Investitionen und ein Präzedenzfall: In Waldmünchen nickt der Bauausschuss elf Anträge ab

Die neuste Sitzung des Bauausschusses am Dienstagabend im Waldmünchner Rathaus liefert vor allem eine neue Erkenntnis: Es gibt noch Bürger und Unternehmen, die bereit sind, im Altlandkreis zu investieren. „Das können wir nur unterstützen“, sagte Bürgermeister Markus Ackermann. Und die Stadträte sahen das ähnlich und stimmten allen Anträgen zu.
Gleich zu Beginn der Sitzung ging es los mit einem Bauantrag, der als exemplarisch für einige behandelte Anträge an diesem Abend stehen könnte. In der Gemarkung Geigant soll ein bereits bestehendes Gebäude saniert und aufgestockt werden – so zumindest der Antrag auf Bauvorbescheid.
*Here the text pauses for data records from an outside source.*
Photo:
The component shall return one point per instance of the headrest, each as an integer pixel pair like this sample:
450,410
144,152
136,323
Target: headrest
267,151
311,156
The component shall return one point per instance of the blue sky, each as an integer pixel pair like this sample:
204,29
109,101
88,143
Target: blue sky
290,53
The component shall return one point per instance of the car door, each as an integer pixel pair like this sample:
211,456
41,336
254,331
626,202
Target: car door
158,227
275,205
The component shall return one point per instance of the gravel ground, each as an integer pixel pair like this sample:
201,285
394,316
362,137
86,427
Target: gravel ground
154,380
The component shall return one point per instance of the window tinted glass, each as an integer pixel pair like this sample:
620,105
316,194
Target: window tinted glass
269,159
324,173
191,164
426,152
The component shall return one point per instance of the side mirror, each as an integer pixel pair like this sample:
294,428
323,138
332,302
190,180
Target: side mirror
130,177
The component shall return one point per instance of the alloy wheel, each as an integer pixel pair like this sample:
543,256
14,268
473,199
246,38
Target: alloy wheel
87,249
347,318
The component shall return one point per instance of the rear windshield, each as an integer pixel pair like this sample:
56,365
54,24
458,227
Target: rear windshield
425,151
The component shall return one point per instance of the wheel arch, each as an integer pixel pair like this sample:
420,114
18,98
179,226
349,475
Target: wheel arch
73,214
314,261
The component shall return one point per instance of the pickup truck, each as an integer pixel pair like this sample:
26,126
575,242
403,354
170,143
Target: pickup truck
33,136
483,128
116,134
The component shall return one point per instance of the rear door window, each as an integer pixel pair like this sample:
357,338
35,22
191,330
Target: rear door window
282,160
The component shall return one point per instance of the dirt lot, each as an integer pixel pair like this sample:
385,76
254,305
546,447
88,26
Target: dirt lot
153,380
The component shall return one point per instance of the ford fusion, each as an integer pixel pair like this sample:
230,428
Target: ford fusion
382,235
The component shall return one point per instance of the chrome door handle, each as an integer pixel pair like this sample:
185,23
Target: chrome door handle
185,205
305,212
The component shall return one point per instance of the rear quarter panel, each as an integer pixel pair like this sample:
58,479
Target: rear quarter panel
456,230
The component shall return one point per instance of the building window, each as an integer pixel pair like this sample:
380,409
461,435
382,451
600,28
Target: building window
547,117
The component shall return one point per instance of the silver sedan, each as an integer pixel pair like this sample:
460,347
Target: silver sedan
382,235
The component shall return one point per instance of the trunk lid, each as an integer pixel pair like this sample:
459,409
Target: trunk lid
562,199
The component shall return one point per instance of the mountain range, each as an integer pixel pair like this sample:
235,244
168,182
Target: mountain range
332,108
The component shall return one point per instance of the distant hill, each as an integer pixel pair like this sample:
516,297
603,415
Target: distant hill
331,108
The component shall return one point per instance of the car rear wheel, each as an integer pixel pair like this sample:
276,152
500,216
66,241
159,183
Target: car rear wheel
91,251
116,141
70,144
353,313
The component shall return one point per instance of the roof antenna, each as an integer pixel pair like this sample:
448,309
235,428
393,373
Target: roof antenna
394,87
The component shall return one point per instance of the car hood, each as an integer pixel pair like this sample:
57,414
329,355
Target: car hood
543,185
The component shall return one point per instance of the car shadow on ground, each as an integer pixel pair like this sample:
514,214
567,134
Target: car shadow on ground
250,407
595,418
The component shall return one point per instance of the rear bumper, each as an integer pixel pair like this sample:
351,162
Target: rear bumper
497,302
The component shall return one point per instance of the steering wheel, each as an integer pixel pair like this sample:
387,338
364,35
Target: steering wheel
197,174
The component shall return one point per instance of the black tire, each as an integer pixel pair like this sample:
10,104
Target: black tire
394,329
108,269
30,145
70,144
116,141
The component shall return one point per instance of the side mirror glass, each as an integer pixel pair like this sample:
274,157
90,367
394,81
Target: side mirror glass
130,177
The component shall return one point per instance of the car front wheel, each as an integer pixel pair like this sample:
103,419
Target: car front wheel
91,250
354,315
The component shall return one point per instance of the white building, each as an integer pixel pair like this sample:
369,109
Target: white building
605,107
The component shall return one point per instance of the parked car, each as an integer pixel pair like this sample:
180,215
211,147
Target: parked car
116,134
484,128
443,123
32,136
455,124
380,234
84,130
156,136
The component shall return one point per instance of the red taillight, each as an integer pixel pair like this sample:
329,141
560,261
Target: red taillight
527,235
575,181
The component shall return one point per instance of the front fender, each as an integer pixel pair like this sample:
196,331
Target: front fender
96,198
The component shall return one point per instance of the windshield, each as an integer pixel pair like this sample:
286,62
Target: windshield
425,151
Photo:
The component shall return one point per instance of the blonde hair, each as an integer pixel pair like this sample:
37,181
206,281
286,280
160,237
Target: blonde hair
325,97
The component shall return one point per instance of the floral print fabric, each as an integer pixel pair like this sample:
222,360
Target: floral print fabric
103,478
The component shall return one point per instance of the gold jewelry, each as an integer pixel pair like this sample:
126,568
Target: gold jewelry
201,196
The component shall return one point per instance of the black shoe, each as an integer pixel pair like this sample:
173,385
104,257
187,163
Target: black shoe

Bürgermeister Ackermann lobte die Investition als eine „tolle Sache“. Und auch Peter Fellner, Mitarbeiter des städtischen Bauamts, gab seinen Segen: „Von unserer Seite steht dem Antrag überhaupt nichts entgegen.“ Der Bauausschuss stimmte dem Vorhaben dementsprechend geschlossen zu.
Auch die Stadt macht was
Aber nicht nur die Bürger, sondern auch die Stadt Waldmünchen will sanieren und investieren. Unter anderem soll das alte Waldmünchener Feuerwehrhaus der Gemarkung Höll Platz für einen Neubau machen.
„Das alte Feuerwehrhaus ist einfach nicht mehr zeitgemäß“, meinte Bürgermeister Ackermann. Es sei geplant, den Neubau mit einer neuen Sirenenanlage auszustatten.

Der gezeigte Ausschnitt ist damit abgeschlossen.